Even when we honor the flag that symbolizes our shared history, we should not forget the lesson Augustine taught in his City of God. Like every nation, the United States is drawn by the lure of a City undimmed by human tears—and is dominated by the lust for domination. In respecting the flag, then, we should not honor the stain of slavery and prejudice, the attack on Hiroshima, or the enormous numbers of fetuses in the womb destroyed. But we can and should honor the flag of a country willing to admit that it has not completed the unfinished work that has been with us from the start. Even if we cannot always agree about how to manage that, honoring the flag together signifies a determination to be united in our disagreement.

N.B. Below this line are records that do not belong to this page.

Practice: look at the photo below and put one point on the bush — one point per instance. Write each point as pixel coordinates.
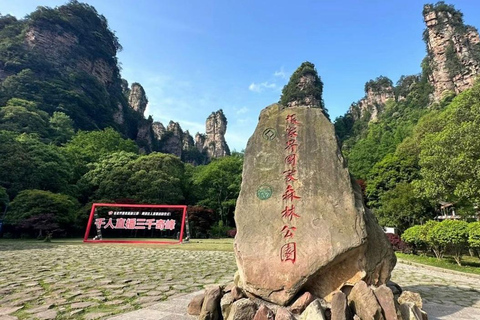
(451, 235)
(413, 237)
(396, 242)
(219, 230)
(474, 236)
(232, 233)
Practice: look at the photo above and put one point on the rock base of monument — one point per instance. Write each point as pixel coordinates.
(360, 302)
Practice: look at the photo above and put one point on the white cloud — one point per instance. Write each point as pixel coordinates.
(261, 86)
(280, 74)
(242, 110)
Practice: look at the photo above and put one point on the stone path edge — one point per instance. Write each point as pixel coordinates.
(426, 266)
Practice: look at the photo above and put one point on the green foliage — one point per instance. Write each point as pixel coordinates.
(217, 186)
(413, 237)
(379, 85)
(294, 91)
(449, 153)
(32, 203)
(154, 178)
(219, 230)
(89, 147)
(452, 235)
(27, 163)
(402, 208)
(62, 127)
(474, 234)
(23, 116)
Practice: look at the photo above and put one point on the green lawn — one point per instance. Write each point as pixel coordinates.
(225, 244)
(469, 264)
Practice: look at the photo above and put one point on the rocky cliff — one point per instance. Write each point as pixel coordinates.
(377, 93)
(453, 50)
(137, 98)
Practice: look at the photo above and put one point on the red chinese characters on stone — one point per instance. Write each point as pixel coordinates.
(288, 231)
(289, 252)
(289, 213)
(289, 194)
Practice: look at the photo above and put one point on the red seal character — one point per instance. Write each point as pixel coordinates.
(289, 252)
(289, 194)
(291, 145)
(288, 231)
(291, 159)
(291, 132)
(289, 175)
(289, 213)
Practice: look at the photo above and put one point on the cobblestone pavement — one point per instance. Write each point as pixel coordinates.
(97, 281)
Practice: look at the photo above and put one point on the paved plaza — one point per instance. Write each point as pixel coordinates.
(49, 281)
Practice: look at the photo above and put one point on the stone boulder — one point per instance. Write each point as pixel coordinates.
(301, 222)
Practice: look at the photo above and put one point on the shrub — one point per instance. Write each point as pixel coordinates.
(452, 235)
(474, 236)
(412, 236)
(396, 242)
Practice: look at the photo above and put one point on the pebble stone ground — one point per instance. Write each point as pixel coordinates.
(99, 281)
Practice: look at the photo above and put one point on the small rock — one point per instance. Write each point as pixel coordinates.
(46, 315)
(211, 304)
(243, 309)
(284, 314)
(314, 311)
(410, 311)
(363, 302)
(195, 305)
(339, 308)
(302, 303)
(386, 300)
(228, 287)
(95, 315)
(396, 289)
(226, 304)
(264, 313)
(408, 296)
(7, 310)
(237, 293)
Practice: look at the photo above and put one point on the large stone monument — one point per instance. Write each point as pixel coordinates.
(306, 246)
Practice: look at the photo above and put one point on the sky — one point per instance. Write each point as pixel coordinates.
(194, 57)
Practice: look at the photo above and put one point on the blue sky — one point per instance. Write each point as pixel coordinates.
(195, 57)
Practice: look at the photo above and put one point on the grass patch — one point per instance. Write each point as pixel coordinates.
(469, 264)
(224, 244)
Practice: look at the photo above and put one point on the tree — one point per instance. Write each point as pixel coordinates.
(474, 236)
(452, 235)
(89, 147)
(27, 163)
(402, 208)
(31, 206)
(412, 236)
(154, 178)
(217, 186)
(305, 87)
(61, 126)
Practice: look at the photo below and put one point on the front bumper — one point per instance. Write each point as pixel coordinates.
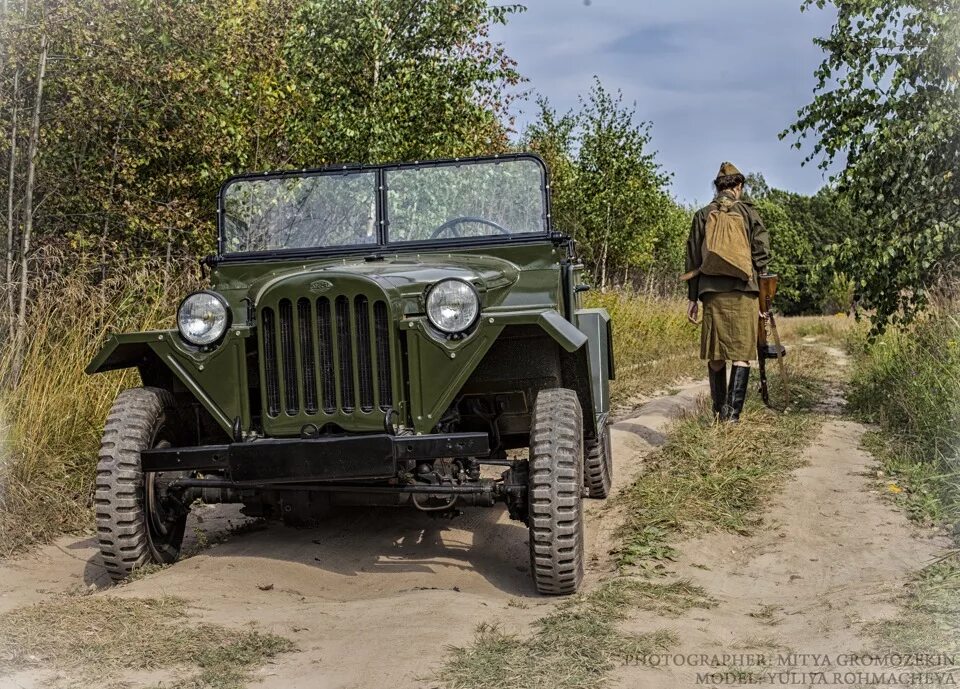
(333, 458)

Or, at least, it once did. Now, however, the flag has become not a symbol of unity (even amidst disagreement) but a battleground. Those who insist on kneeling when the flag is displayed say they mean no disrespect for it but do so simply in order to protest continuing injustice—our failure, or even unwillingness, to complete the unfinished work of which Lincoln spoke. There is no reason not to take them at their word, but, nonetheless, the flag becomes a symbol of disunity rather than a unity large enough and important enough to encompass disagreement. In response, of course, others insist on standing to honor the flag, even ostentatiously so. And standing to respect the flag now becomes a political gesture of opposition, perhaps even hostility—not a unity that embraces continued disagreement. No one really wants to sing the words George M. Cohan wrote of the flag: “forever in peace may you wave.”

We cannot turn the flag into a symbol of unity simply by insisting that it is; symbols just don’t work that way. Peace is the one thing that flying it does not seem to produce. So let’s fly it and hear the anthem together on fewer, and clearly national, occasions—perhaps the Fourth of July and Memorial Day. By doing so we can at least attempt to make it not a battleground but a symbol of our shared civic bond. 

Lincoln famously concluded his First Inaugural by appealing to “the better angels of our nature.” There have been occasions in recent years when we might easily have wondered whether such angels are little more than a flight of fancy. But if we really want as one people, the United States, to “fly the flag,” we will have to be willing to find a way to symbolize that unity and to say, as Lincoln also did on that occasion: “We are not enemies, but friends.”

Gilbert Meilaender is Senior Research Professor at Valparaiso University.